Fresh off his critically-acclaimed true story drama Captain Phillips, producer Scott Rudin has optioned the non-fiction book Five Days at Memorial, set in the aftermath of Hurricane Katrina. Here's the official description for the book by Pulitzer Prize winning journalist and doctor Sheri Fink, which was published last month.

"In the tradition of the best investigative journalism, physician and reporter Sheri Fink reconstructs five days at Memorial Medical Center and draws the reader into the lives of those who struggled mightily to survive and to maintain life amid chaos.

After Katrina struck and the floodwaters rose, the power failed, and the heat climbed, exhausted caregivers chose to designate certain patients last for rescue. Months later, several health professionals faced criminal allegations that they deliberately injected numerous patients with drugs to hasten their deaths.

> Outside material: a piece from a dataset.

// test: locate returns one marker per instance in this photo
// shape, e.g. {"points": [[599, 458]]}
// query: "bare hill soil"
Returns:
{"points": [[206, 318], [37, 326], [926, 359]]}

Five Days at Memorial, the culmination of six years of reporting, unspools the mystery of what happened in those days, bringing the reader into a hospital fighting for its life and into a conversation about the most terrifying form of health care rationing.

In a voice at once involving and fair, masterful and intimate, Fink exposes the hidden dilemmas of end-of-life care and reveals just how ill-prepared we are in America for the impact of large-scale disasters- and how we can do better."

Faced with power outages and no support from the hospital owners, the New Orleans doctors were faced with excruciating decisions about who to save, four days after Hurricane Katrina struck. Those who weren't expected to survive were pumped up with morphine and left to die. The book focuses on the attempts to prosecute a doctor and two nurses for injecting dangerous levels of morphine into 23 patients who died. 20 of those deaths were ruled as homicides.

Scott Rudin will produce along with Eli Bush (Frances Ha, Moonrise Kingdom). No screenwriter or director has been attached yet.